Children are useful on the hunt because their sharp eyes allow them to pick the fungus out of the clumps of grass and sodden earth -- a little like finding a needle in a haystack. Although the dead caterpillar is rather unprepossessing in appearance, it's not nearly as disgusting as it sounds: sort of like a little yellow root with a stalk growing out of the top.


"It is very boring work," complains Hiriti, who just this year began fungus-hunting at 10, the same age her mother started.

Reaching into the pocket of her faux leather jacket, the girl pulls out a tissue and unwraps what looks like a 3-inch-long twig, the only piece she found all day. She will sell it for about $3, but it could command a retail price of $10 in Singapore or Tokyo.

"I think people must be insane to pay so much," Lhamotso says. "It's only in the last two years it has gotten so expensive. It's crazy, but it is good for us. How else would I make so much money? I can't read or write."

Lhamotso and the girls expect to make at least $6,000 this season -- about triple what most Chinese families earn in a year. Last year's take was enough that Lhamotso and her husband built their house, the interior wallpapered with photographs from magazines of an assortment of celebrities, movie stars, Mao Tse-tung, the Dalai Lama.

Over a stove burning dung in the center of the main room, Lhamotso boils a kettle of water to make yak-butter tea, a salty brew popular here. The television is the only appliance.

The worm has helped pay for the house, but more important, it has provided the motivation and the money for Hiriti to get an education. The family pays $30 a month in tuition at a Buddhist monastery where Hiriti studies Tibetan, Chinese, a little English and math. (Lhamotso says they can afford tuition for only one child and that her older daughter is needed to help with traditional chores such as milking yaks.)
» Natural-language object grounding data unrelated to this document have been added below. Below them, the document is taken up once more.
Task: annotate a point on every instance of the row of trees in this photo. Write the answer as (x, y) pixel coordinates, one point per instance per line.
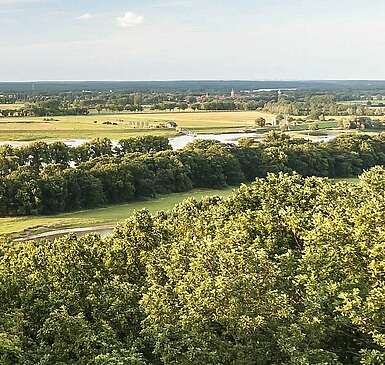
(318, 106)
(288, 270)
(43, 178)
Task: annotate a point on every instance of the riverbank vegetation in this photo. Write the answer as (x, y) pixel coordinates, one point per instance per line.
(288, 270)
(49, 179)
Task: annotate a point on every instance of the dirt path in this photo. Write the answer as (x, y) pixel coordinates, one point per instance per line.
(64, 231)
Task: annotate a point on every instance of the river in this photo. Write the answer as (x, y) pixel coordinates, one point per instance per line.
(176, 142)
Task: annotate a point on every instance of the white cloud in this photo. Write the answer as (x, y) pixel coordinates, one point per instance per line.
(85, 16)
(129, 19)
(18, 2)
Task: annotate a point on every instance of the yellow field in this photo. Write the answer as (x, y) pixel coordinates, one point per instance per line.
(11, 106)
(84, 127)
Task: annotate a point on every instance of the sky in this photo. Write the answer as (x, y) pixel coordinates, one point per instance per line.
(191, 39)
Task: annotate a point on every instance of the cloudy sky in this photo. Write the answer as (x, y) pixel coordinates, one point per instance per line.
(191, 39)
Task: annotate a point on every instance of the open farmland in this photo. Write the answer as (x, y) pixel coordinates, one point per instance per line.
(84, 127)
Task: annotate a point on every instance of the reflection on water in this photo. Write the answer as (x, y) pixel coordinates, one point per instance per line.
(182, 141)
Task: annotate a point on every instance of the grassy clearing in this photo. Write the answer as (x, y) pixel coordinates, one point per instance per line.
(84, 127)
(15, 106)
(101, 216)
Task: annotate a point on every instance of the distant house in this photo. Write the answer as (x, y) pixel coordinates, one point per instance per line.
(171, 124)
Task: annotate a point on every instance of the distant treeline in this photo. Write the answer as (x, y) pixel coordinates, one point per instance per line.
(51, 178)
(185, 85)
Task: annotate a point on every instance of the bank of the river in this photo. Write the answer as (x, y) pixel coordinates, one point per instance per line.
(97, 219)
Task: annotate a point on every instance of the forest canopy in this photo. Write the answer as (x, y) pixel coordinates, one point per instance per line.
(288, 270)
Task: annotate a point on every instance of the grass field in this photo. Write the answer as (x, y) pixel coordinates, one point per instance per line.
(100, 216)
(11, 106)
(84, 127)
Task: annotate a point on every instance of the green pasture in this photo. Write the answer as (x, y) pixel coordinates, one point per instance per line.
(100, 216)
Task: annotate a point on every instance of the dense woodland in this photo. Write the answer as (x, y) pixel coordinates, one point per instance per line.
(289, 270)
(45, 178)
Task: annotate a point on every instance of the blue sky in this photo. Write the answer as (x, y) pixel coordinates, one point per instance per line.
(191, 39)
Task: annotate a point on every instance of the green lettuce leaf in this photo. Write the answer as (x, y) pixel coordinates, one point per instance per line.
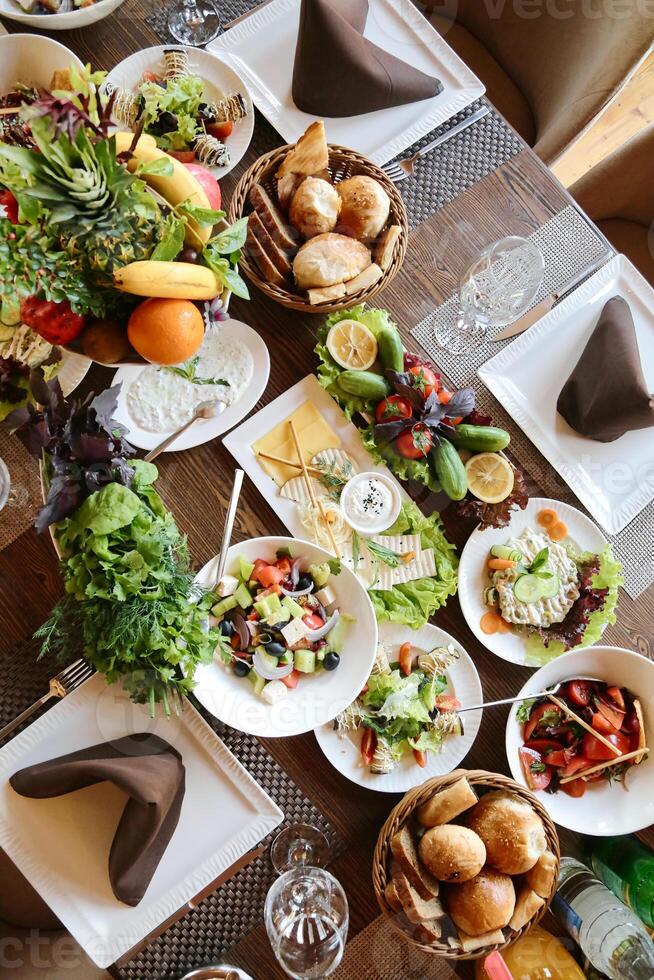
(608, 577)
(413, 603)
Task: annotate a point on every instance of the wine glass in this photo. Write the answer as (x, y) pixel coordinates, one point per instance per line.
(306, 916)
(298, 846)
(194, 22)
(496, 289)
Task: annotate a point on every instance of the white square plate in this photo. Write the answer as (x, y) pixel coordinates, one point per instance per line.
(261, 49)
(239, 443)
(62, 845)
(613, 480)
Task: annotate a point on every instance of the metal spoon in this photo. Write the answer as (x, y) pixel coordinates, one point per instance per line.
(205, 410)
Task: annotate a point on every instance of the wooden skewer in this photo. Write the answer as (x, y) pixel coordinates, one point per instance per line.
(580, 721)
(605, 765)
(316, 502)
(288, 462)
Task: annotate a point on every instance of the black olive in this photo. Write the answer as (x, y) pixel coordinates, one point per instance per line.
(275, 649)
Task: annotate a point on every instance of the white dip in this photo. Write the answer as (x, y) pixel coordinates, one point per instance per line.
(370, 502)
(161, 400)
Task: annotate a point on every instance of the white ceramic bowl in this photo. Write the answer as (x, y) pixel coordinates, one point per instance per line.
(31, 58)
(317, 699)
(59, 22)
(606, 808)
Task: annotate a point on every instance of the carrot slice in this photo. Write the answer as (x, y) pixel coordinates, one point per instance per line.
(558, 531)
(490, 623)
(499, 564)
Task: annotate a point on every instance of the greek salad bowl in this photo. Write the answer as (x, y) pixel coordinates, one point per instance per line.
(549, 752)
(299, 638)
The caterpillar fungus has made it painfully apparent to Lhamotso and her husband how crippled they are by a lack of education. Neither can speak Chinese or do basic math. So they must rely on intermediaries, many of them Muslim traders, to do the counting, weighing, calculating and marketing of their pickings.
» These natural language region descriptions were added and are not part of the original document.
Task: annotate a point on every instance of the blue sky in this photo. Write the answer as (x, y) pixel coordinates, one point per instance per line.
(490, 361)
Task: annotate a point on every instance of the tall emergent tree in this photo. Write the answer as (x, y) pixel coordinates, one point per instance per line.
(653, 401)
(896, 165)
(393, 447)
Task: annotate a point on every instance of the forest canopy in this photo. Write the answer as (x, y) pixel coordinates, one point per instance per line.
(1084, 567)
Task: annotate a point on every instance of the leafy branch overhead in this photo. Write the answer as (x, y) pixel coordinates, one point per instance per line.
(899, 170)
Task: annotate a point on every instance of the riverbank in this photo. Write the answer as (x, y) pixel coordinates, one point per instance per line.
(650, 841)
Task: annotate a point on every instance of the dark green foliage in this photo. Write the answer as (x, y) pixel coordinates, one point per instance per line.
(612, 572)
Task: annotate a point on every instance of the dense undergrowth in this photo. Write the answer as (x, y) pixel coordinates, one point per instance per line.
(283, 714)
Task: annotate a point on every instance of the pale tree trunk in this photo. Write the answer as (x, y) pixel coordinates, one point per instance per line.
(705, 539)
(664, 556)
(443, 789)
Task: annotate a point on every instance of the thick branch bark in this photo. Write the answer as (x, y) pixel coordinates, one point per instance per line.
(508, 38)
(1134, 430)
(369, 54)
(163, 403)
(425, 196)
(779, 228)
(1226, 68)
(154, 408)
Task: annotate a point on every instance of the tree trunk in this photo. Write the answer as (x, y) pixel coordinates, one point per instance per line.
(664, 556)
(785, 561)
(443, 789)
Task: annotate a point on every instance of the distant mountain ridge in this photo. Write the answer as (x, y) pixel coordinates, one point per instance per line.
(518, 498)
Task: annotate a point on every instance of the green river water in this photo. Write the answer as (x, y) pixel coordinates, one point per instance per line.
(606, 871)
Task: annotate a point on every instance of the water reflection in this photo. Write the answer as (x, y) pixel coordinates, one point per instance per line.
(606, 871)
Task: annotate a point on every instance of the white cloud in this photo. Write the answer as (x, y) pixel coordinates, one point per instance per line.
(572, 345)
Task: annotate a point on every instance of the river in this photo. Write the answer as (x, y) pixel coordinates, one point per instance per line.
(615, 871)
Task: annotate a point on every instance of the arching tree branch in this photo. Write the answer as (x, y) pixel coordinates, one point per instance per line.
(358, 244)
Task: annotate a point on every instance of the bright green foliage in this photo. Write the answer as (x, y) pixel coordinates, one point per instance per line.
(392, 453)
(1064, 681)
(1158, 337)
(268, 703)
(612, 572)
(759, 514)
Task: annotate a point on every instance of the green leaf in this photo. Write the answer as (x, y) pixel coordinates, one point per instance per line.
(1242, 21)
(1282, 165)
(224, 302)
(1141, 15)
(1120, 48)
"We need to have one person in the family who is educated," she says.

Lhamotso is well aware that fungus may not be a reliable source of income for much longer. The fungus is growing scarcer each year from over-harvesting and changes in the fragile ecosystem of the Tibetan plateau.

"When I was young, somebody could just walk out of the tent and dig 800 to 900 pieces in a day. Now we have to hike three hours up the mountain and the best we do is maybe 50 pieces," says Tsering, 38, in a straw hat who was picking one afternoon with Lhamotso and her friends.

The bottom could drop out of the market if artificially cultivated caterpillar fungus catches on in Asia, as it has in the U.S., where much of the supply is cultivated. Many people believe that the prices for caterpillar fungus are ridiculously high and that the bubble will burst soon.

"It is expensive because it is rare and it is rare because it is over-exploited," says Lin Zhibin, a pharmacology expert at Peking University Health Science Center.

Another concern is that the relentless digging on the mountains is contributing to soil erosion and desertification that keeps a perpetual cloud of dust swirling around Golog.

Although the caterpillar fungus has given the nomads a financial boost, Tibetan intellectuals remain ambivalent about its benefits to society as a whole.

"It is not good for the environment or for building harmonious society," says Tseten Dargye, a Tibetan educator and a physician in Dawu, one of Golog's main towns. "People have become territorial. There are a lot of fights between family and friends and the possibility of corruption."

The real problem is that Tibetans themselves have become used to the easy money and the creature comforts it buys -- the motorized transit, the houses, the televisions.

"People can't go backwards. For years, it's been like digging up gold, but more valuable," says Daodu, 31, a teacher. "People today can't survive without it."